There it is. All original parts except for the tires. Not a scratch on it. 22.4 lbs as shown. Brake levers are a little too high on the bar to be period-correct, and wish me luck pulling the freewheel to get the dork disk off: it's the infamous Suntour 2-pronger!


----------



## Duane Behrens (Nov 8, 2013)

SystemShock said:


> Yup... if it's one of the Tange #2 LeMans RSes, then he's golden.


Although there is a Lemans 12 RS next to it, the one I'm working on now is a "mere" Lemans 12. 

After stripping it down, I was very surprised when I lifted the bare frame. It seems at least a pound or two lighter than the Super Course, a bike that is well-regarded here. 

I'll weigh the bare frame later and post it here, but my initial reaction is that 1 1/4" tires and a kickstand on a frame this light. . . . well, again, I'm surprised. The sticker on the seat tube reads "Tange 900, ChroMoly, double-butted tubes."


----------



## Gregory Taylor (Mar 29, 2002)

Duane Behrens said:


> Although there is a Lemans 12 RS next to it, the one I'm working on now is a "mere" Lemans 12.
> 
> After stripping it down, I was very surprised when I lifted the bare frame.
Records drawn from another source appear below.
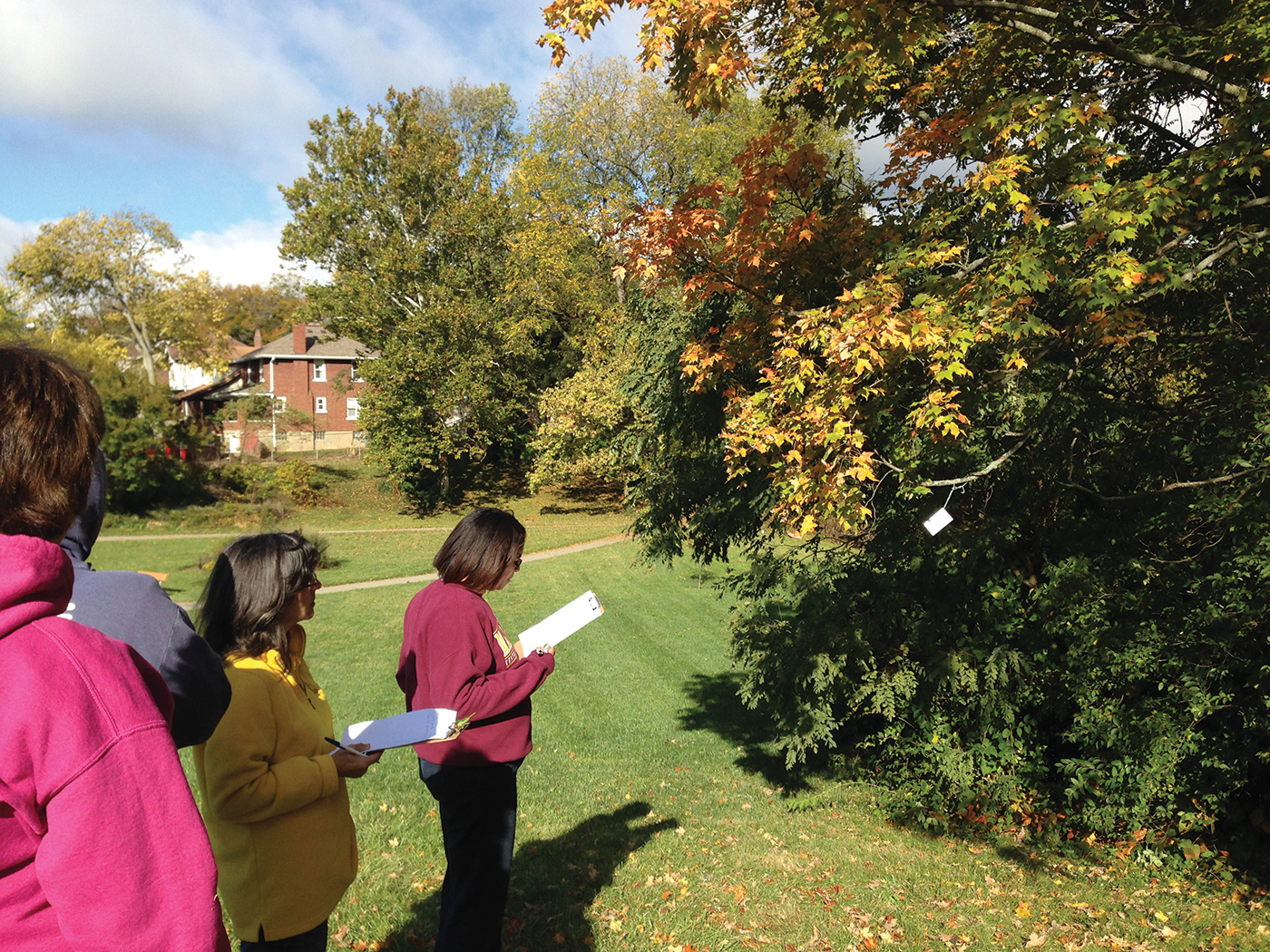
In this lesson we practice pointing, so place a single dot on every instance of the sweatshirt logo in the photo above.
(508, 651)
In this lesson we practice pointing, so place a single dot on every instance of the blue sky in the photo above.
(197, 110)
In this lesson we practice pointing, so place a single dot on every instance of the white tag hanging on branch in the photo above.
(942, 517)
(937, 520)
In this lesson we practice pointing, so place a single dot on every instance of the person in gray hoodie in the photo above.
(132, 608)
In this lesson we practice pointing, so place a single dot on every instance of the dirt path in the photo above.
(429, 577)
(228, 533)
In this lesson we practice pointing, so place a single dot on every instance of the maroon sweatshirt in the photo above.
(454, 654)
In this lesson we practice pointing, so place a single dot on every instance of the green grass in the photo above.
(651, 811)
(352, 558)
(356, 495)
(352, 500)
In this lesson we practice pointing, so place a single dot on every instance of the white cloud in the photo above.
(169, 69)
(243, 254)
(244, 76)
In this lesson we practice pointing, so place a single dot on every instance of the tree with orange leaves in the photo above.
(1050, 310)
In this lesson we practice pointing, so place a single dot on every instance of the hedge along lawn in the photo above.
(355, 495)
(355, 556)
(651, 812)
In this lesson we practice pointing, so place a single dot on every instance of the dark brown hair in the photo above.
(249, 589)
(51, 424)
(479, 549)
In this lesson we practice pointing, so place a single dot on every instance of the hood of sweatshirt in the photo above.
(83, 533)
(35, 580)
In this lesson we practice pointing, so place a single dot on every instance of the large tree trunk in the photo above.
(142, 338)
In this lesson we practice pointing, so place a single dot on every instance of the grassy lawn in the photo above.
(367, 536)
(653, 816)
(352, 558)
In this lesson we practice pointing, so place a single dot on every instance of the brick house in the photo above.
(310, 371)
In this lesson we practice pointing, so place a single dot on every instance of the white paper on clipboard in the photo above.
(561, 625)
(402, 730)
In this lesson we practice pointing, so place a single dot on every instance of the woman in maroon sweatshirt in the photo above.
(454, 656)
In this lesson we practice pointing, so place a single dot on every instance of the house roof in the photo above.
(319, 345)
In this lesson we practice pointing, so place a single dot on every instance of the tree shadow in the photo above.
(554, 881)
(715, 706)
(588, 498)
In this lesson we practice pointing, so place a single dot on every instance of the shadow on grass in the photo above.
(715, 706)
(587, 499)
(554, 882)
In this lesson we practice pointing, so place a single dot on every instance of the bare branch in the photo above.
(1005, 457)
(1170, 488)
(993, 8)
(1218, 254)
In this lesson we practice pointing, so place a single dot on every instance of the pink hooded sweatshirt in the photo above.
(101, 844)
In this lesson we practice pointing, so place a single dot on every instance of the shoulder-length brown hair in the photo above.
(250, 587)
(51, 425)
(479, 549)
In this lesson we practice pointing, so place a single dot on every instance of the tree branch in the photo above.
(1089, 44)
(1170, 488)
(1218, 254)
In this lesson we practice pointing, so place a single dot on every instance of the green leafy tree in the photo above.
(150, 452)
(603, 141)
(269, 308)
(408, 212)
(120, 276)
(1050, 308)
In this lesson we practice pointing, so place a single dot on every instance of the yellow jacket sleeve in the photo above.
(257, 763)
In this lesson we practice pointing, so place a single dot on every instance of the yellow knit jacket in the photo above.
(276, 810)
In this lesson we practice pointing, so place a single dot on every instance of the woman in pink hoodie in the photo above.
(101, 844)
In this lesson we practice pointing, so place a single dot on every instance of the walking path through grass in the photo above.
(654, 815)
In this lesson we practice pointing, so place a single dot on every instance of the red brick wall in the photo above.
(294, 380)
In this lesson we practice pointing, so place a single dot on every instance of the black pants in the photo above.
(311, 941)
(478, 825)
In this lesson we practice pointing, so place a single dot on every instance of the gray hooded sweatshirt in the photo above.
(133, 608)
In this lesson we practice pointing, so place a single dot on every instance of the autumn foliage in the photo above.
(1050, 310)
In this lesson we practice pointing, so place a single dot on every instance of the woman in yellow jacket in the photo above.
(273, 787)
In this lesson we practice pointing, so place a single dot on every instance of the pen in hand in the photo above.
(332, 740)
It seems at least a pound or two lighter than the Super Course, a bike that is well-regarded here.
> 
> I'll weigh the bare frame later and post it here, but my initial reaction is that 1 1/4" tires and a kickstand on a frame this light. . . . well, again, I'm surprised. The sticker on the seat tube reads "Tange 900, ChroMoly, double-butted tubes."
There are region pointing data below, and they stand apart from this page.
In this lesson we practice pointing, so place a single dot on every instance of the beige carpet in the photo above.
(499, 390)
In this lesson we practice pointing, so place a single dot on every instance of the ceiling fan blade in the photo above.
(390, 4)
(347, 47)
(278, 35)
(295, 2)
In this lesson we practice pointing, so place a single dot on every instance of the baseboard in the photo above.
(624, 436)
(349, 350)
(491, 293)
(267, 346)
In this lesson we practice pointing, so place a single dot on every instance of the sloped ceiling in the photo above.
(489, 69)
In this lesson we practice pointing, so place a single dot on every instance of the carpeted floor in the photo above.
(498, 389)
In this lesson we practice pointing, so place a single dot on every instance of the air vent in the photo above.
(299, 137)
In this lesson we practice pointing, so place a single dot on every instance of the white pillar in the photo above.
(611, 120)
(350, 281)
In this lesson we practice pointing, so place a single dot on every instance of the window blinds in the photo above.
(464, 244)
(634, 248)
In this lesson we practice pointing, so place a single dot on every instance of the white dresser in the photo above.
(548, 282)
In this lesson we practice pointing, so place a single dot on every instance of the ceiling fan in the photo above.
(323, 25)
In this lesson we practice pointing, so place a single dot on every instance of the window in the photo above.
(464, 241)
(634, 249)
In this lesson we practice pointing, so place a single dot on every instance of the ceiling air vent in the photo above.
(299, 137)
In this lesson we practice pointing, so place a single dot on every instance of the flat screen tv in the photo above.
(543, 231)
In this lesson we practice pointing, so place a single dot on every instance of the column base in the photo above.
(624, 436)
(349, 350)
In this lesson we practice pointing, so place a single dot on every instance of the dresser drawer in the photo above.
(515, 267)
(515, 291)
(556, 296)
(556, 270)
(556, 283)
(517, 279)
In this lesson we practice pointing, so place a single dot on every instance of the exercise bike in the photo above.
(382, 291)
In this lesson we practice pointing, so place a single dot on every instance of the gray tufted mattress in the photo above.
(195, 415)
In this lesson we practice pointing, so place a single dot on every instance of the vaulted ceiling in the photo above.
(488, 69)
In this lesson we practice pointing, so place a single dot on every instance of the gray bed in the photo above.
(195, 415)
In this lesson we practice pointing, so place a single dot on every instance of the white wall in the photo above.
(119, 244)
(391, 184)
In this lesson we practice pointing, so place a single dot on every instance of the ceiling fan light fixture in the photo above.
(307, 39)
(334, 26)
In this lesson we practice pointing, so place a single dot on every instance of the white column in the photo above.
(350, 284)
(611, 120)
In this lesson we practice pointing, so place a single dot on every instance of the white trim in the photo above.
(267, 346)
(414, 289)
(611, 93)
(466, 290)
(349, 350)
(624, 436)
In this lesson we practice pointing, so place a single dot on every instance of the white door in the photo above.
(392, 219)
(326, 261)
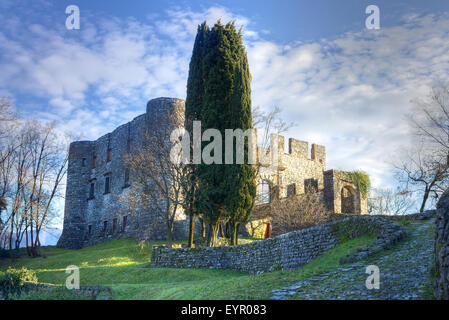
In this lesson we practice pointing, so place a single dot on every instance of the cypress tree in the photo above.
(219, 82)
(195, 89)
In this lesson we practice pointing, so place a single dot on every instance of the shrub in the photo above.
(13, 280)
(361, 179)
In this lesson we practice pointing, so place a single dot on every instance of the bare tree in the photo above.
(423, 170)
(390, 202)
(431, 117)
(298, 212)
(31, 177)
(424, 166)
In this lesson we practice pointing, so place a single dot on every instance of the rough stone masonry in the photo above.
(287, 251)
(97, 177)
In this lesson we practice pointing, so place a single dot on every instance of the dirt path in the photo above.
(404, 273)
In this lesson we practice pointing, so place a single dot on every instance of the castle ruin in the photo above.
(97, 177)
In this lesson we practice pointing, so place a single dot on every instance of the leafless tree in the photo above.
(423, 170)
(423, 167)
(430, 117)
(297, 212)
(31, 176)
(390, 202)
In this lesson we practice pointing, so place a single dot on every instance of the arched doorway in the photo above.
(348, 198)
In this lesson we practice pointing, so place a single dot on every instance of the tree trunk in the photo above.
(203, 228)
(212, 236)
(27, 240)
(235, 231)
(220, 228)
(191, 230)
(426, 196)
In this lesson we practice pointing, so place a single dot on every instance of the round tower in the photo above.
(78, 171)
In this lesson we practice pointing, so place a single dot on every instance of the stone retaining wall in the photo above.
(441, 283)
(284, 252)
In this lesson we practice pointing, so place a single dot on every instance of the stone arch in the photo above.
(348, 197)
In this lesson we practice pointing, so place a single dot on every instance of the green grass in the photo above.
(123, 266)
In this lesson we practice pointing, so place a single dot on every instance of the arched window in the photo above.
(263, 193)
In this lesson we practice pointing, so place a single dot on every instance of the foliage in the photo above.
(361, 179)
(13, 280)
(390, 202)
(219, 94)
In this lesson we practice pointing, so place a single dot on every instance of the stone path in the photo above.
(404, 272)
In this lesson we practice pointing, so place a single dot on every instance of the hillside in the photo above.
(122, 265)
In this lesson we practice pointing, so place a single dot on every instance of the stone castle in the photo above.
(97, 177)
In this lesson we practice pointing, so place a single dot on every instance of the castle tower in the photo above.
(97, 176)
(75, 199)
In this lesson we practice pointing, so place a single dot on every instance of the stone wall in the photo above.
(97, 215)
(284, 252)
(94, 214)
(441, 284)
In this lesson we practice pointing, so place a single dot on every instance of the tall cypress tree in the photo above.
(195, 91)
(219, 81)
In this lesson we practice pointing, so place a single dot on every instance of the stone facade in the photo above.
(284, 252)
(441, 284)
(97, 177)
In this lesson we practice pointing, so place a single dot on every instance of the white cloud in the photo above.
(349, 93)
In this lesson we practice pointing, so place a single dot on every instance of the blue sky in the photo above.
(346, 87)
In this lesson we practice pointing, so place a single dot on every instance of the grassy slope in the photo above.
(122, 265)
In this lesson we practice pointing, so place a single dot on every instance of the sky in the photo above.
(345, 86)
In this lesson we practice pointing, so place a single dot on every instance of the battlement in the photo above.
(299, 149)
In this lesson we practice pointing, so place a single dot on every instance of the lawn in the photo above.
(122, 265)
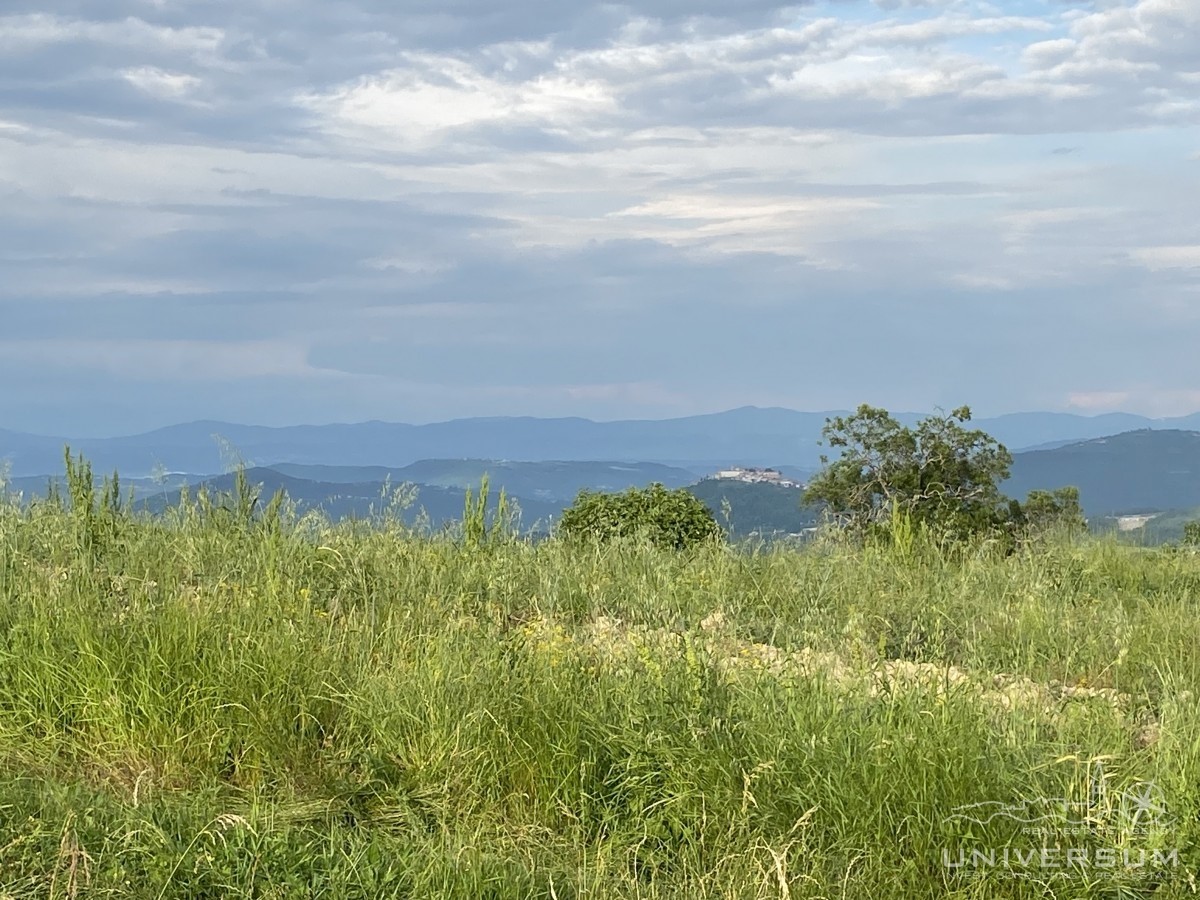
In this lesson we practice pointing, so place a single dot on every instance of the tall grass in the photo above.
(225, 702)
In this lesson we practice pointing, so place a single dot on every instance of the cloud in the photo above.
(645, 208)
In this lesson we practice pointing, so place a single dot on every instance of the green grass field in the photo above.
(217, 706)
The Tange 900, if I am not mistaken, is double butted tubing that appeared on mid-range bikes. It is a couple of steps below the Tange #2. The main difference (and don't hold me to this because I am doing this from memory) is that the Tange 900 is formed by rolling a flat sheet and welding it (i.e. "seamed" tubing). Still decent stuff for what you have.


----------



## Duane Behrens (Nov 8, 2013)

Gregory Taylor said:


> The Tange 900, if I am not mistaken, is double butted tubing that appeared on mid-range bikes. It is a couple of steps below the Tange #2. The main difference (and don't hold me to this because I am doing this from memory) is that the Tange 900 is formed by rolling a flat sheet and welding it (i.e. "seamed" tubing). Still decent stuff for what you have.


I'll take a closer look this afternoon. If it's truly seamed tubing (whcih I've always thought of as the most cheaply made, failure-prone tubing out there), I won't be spending a lot of money on upgrades. Thanks.
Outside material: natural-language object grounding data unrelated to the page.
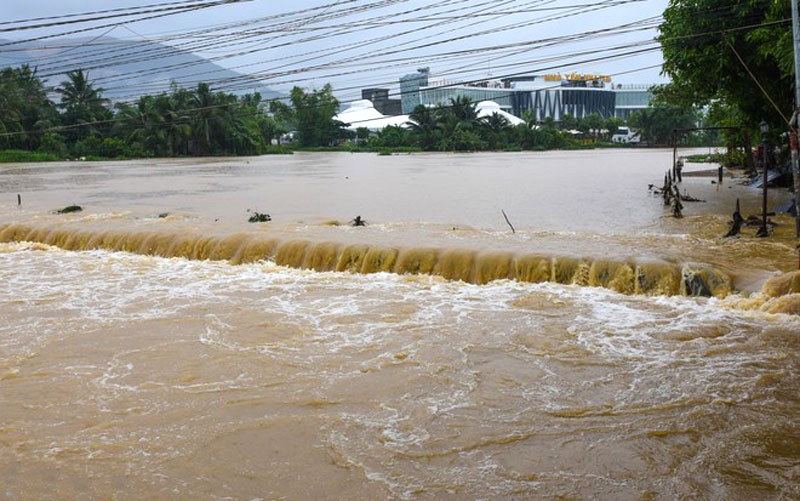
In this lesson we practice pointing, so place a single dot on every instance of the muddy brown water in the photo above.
(431, 354)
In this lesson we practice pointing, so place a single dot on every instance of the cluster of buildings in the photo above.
(542, 96)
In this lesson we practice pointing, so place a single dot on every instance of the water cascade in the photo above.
(468, 265)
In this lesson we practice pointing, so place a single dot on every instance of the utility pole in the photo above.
(795, 118)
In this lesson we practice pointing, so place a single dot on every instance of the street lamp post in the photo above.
(763, 231)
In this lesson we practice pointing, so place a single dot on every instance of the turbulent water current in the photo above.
(157, 345)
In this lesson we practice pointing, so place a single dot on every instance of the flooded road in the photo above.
(463, 361)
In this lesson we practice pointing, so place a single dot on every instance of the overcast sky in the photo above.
(364, 43)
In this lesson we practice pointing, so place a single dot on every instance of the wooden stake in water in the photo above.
(507, 221)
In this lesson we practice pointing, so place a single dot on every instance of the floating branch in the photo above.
(69, 208)
(507, 221)
(258, 217)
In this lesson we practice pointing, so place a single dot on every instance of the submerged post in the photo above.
(763, 231)
(795, 160)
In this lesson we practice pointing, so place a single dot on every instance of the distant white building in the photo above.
(362, 113)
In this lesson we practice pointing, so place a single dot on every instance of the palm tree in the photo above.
(495, 128)
(83, 104)
(424, 127)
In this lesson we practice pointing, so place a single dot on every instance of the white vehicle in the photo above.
(625, 135)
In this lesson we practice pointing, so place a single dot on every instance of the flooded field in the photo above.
(158, 345)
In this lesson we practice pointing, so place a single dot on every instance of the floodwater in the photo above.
(433, 353)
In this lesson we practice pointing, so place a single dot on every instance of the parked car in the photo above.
(625, 135)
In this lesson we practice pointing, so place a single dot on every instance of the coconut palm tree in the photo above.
(424, 127)
(83, 105)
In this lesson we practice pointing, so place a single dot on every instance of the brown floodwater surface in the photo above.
(430, 354)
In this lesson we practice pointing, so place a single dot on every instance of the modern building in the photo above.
(543, 96)
(410, 86)
(630, 98)
(380, 100)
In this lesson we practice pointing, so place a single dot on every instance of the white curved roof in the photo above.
(488, 108)
(362, 113)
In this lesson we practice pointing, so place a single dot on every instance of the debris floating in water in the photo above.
(69, 208)
(258, 217)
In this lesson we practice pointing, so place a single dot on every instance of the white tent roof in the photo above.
(488, 108)
(363, 114)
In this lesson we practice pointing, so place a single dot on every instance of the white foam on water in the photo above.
(500, 362)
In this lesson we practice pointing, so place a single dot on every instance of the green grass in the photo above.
(9, 156)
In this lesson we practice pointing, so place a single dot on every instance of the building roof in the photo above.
(488, 108)
(362, 113)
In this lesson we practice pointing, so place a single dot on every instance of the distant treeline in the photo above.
(201, 122)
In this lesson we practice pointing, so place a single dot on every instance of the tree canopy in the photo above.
(717, 50)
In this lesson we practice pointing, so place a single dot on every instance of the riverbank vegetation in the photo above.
(75, 121)
(734, 59)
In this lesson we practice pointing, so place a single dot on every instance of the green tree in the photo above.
(84, 107)
(713, 49)
(656, 124)
(313, 115)
(25, 110)
(495, 130)
(424, 127)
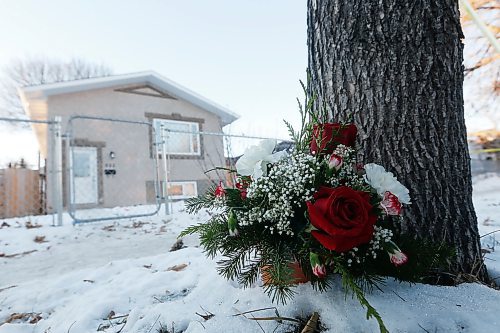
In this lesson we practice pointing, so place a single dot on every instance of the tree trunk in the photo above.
(396, 67)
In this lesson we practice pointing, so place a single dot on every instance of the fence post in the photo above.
(56, 163)
(164, 148)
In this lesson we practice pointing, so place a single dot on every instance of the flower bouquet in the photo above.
(315, 209)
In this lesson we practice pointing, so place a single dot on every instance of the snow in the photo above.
(82, 273)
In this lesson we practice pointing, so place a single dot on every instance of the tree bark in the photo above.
(396, 67)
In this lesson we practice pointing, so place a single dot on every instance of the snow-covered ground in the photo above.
(120, 276)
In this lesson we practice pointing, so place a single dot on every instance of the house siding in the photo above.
(131, 143)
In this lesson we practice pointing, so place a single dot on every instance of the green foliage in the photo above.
(349, 284)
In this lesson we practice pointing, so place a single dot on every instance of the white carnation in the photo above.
(383, 181)
(254, 160)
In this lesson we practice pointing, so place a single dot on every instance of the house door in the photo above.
(84, 175)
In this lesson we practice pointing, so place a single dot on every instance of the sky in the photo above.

EDIT: I'd also always thought of seamed tubing as an application limited to the cheapest, rolled, cold steel - NOT a "chromoly" alloy. I could be wrong.

EDIT 2: And apparently I WAS wrong! 

"Tange 900 is another less expensive, double butted chromoly steel, *seamed,* that was/is found on lower end frames, but is good quality. Tange made a wide range of steel tubing, but they didn't make any crap. Or at least they didn't put the Tange decal/name on any crap tubing." 

SOURCE: How good is Tange CrMo?


----------



## Duane Behrens (Nov 8, 2013)

Nice. Not only is the bike beautiful, you've done a professional job in capturing the photo. Not sure how you made the valve stems disappear. And I'd be curious to know if the blue hoods and cable housing are also original to the bike, or whether the PO did or had some work done on it. 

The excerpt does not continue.